German reference corpus

from Wikipedia, the free encyclopedia

The German Reference Corpus ( DeReKo for short ) is an electronic archive of German-language text corpora of written language that has existed since 1964 and is maintained and continuously expanded by the Institute for German Language (IDS) in Mannheim . With currently over 43 billion words (as of May 2019), DeReKo is the world's largest collection of electronic corpora of contemporary German that is intended for scientific purposes. DeReKo is publicly accessible to registered users via the free web application COSMAS II .

Alternative names

The German reference corpus is often referred to under other names, e.g. a. these are the names Mannheimer Korpora , IDS-Korpora , COSMAS-Korpora , archive of the corpora of written contemporary language at the IDS . The designation German reference corpus (DeReKo) was originally only used for part of today's archive, which was built between 1999 and 2002 in a project of the same name in which several institutions were involved. Since 2004 it has been the official name for the entire corpus archive.

Conception and composition

The German reference corpus contains fiction, scientific and popular science texts, a large number of newspaper texts and various other types of text.

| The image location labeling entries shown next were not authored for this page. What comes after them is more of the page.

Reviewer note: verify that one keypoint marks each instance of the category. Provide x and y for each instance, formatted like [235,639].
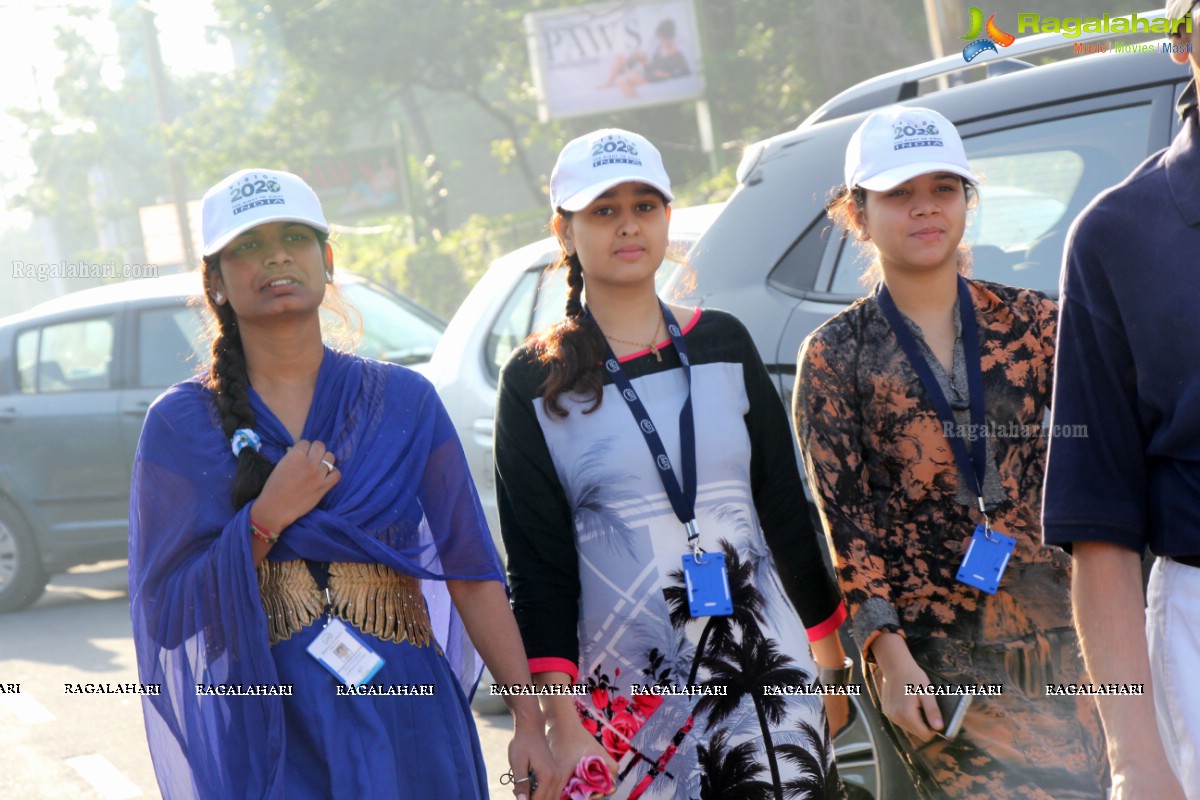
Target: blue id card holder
[708,585]
[987,558]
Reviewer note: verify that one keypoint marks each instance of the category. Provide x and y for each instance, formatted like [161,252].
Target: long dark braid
[574,349]
[229,384]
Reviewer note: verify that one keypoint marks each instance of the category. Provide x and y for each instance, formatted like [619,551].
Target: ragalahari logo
[995,36]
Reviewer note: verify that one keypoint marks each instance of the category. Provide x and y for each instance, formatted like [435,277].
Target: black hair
[575,347]
[229,384]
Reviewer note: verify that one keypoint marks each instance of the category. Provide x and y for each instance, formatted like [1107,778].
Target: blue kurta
[405,500]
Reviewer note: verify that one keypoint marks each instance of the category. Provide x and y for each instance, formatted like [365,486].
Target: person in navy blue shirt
[1128,370]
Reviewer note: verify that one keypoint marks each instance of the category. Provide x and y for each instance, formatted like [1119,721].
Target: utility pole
[162,101]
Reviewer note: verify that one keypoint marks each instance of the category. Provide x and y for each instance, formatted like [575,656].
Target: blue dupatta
[405,500]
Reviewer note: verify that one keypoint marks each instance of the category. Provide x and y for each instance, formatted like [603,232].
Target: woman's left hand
[529,757]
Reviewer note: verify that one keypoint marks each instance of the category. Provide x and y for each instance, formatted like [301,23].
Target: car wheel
[22,578]
[867,762]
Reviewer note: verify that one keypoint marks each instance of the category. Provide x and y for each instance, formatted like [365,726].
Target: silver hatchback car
[77,376]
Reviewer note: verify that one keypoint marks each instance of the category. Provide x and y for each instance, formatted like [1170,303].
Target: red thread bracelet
[262,534]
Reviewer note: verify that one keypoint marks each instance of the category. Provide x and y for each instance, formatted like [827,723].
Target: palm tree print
[730,774]
[755,662]
[817,773]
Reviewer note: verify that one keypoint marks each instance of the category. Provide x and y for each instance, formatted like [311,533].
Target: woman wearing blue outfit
[311,578]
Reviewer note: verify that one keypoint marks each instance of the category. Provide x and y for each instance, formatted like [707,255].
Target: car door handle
[137,409]
[484,427]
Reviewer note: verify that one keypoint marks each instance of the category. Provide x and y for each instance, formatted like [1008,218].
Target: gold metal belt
[372,597]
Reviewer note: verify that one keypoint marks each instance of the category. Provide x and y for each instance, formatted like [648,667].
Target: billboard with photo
[610,56]
[358,184]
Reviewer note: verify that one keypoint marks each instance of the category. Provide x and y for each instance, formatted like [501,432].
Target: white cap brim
[219,245]
[585,197]
[897,175]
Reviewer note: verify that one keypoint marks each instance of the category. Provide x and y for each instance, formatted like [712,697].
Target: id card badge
[708,585]
[988,554]
[343,654]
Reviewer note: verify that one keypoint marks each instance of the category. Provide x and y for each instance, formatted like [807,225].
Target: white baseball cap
[897,144]
[593,163]
[252,197]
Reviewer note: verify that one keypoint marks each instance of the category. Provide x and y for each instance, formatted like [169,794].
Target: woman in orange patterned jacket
[919,414]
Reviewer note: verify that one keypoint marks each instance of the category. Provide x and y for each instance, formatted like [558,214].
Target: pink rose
[617,734]
[575,789]
[589,781]
[594,774]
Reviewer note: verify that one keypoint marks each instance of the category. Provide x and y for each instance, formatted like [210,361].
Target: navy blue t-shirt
[1123,464]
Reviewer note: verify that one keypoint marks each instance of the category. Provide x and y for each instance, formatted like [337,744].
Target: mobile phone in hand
[953,709]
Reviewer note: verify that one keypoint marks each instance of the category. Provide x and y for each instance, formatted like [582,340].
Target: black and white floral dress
[594,561]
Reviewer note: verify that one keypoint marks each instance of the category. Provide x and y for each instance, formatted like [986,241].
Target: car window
[27,361]
[551,302]
[69,356]
[1035,180]
[168,349]
[391,331]
[513,324]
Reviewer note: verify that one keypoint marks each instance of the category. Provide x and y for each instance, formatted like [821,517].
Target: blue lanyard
[683,500]
[971,464]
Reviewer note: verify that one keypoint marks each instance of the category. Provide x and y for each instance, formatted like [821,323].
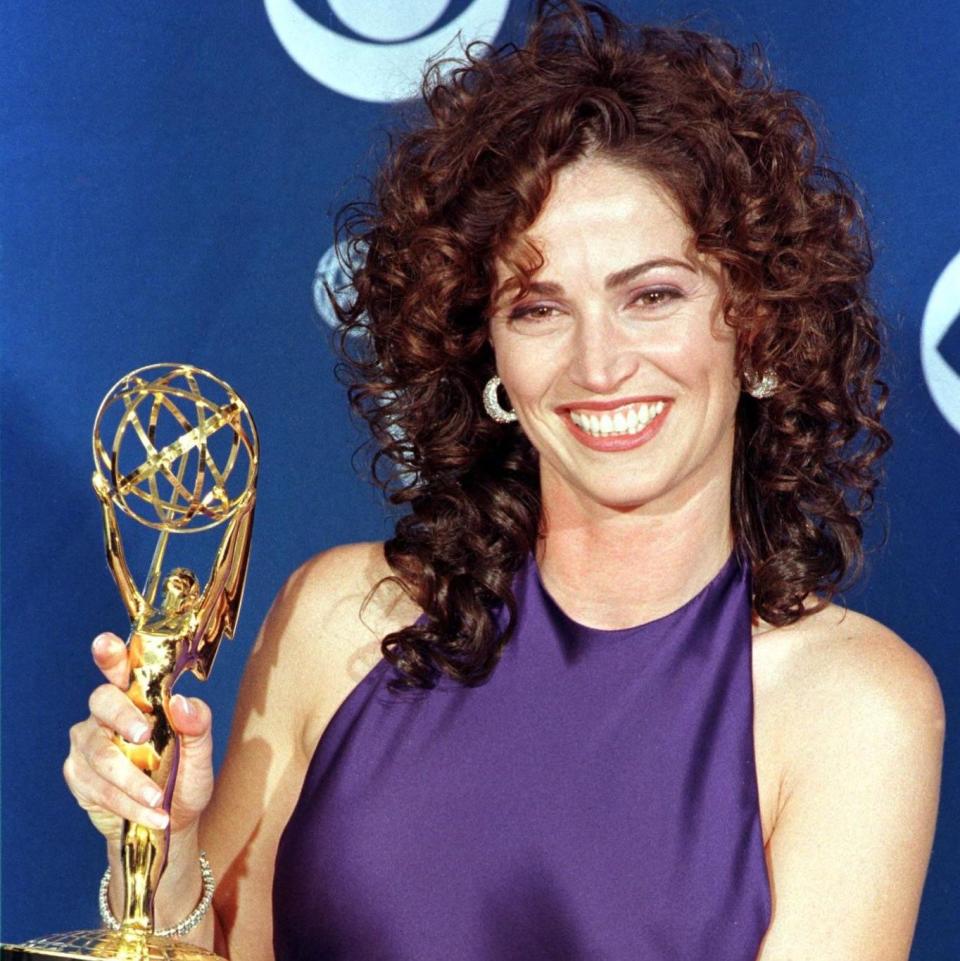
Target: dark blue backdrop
[169,178]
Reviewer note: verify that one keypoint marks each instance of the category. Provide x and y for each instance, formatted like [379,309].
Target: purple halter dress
[595,800]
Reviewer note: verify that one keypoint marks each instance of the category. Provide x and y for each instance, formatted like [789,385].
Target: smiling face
[617,360]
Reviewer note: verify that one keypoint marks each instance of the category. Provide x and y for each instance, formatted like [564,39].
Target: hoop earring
[760,387]
[491,403]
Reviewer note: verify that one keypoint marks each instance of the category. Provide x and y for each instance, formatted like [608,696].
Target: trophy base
[116,945]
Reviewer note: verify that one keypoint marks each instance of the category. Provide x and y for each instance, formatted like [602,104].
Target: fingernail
[185,705]
[152,796]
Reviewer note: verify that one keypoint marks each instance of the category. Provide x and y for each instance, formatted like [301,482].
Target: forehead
[599,208]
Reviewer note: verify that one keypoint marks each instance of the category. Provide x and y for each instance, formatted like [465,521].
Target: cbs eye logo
[394,39]
[941,324]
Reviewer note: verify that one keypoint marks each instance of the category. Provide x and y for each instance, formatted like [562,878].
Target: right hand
[110,787]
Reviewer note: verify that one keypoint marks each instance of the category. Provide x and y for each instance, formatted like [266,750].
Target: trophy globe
[178,446]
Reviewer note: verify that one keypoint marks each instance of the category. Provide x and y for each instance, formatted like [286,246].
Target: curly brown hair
[741,159]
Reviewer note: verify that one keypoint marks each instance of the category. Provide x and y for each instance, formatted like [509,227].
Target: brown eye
[532,312]
[657,296]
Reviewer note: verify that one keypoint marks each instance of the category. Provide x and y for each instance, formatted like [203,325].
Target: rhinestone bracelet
[187,924]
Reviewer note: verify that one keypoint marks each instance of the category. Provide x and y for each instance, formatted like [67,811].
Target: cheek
[526,369]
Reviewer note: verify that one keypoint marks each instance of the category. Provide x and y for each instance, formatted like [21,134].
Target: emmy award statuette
[175,449]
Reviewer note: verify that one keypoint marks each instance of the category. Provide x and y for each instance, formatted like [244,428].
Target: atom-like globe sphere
[177,446]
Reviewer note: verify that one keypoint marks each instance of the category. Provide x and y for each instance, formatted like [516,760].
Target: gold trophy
[175,449]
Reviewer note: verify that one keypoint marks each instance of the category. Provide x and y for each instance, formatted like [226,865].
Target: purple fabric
[595,799]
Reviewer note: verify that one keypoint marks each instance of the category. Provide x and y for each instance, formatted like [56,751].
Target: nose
[601,357]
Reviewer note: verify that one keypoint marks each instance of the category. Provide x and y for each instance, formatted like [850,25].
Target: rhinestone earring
[760,387]
[491,403]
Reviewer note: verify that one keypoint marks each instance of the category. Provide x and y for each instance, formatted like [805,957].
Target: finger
[192,718]
[112,709]
[110,655]
[106,760]
[96,793]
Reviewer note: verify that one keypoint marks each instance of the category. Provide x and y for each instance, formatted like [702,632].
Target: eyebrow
[612,281]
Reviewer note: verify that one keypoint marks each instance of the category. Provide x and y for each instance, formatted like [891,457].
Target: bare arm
[313,649]
[849,851]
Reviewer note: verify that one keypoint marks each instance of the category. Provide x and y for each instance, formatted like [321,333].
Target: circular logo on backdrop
[387,64]
[940,343]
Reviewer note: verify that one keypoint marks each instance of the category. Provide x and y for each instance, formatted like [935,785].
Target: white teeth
[625,420]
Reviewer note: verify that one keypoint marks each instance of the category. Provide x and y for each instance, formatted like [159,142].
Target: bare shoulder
[336,608]
[837,664]
[858,723]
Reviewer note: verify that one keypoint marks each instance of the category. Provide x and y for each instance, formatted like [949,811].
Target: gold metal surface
[190,435]
[116,945]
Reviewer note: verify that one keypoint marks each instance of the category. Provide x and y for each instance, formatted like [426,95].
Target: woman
[592,699]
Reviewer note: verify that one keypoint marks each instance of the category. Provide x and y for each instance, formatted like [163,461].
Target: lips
[618,427]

The texts cover the period from the middle of the 20th century to the present day.

In contrast to some other well-known corpora and corpus archives (such as the DWDS core corpus or the British National Corpus ), however, the German reference corpus is expressly not designed as a balanced corpus : the texts are neither distributed to the individual text types according to certain specified percentages evenly distributed over the period covered.

This conception follows the fact that, in principle, it is only possible to assess whether a corpus represents a balanced or even representative sample with reference to a fixed language excerpt (i.e. a fixed population ) . However, different linguistic questions can relate to very different language excerpts - in this respect, the German reference corpus is designed as a kind of original sample for the use of the written German language, from which a balanced sample can be put together depending on the question and the associated population. Such a corpus compiled from texts from an existing corpus archive is also referred to as a virtual corpus .

Access

Due to copyright and licensing regulations, the DeReKo archive may not be copied and, in particular, may not be offered for download. It can be researched and analyzed via the COSMAS II interface, whereby users must register by name and commit to purely scientific and non-commercial use. COSMAS II offers users u. a. the possibility of compiling and using a virtual corpus that fits your question from the German reference corpus .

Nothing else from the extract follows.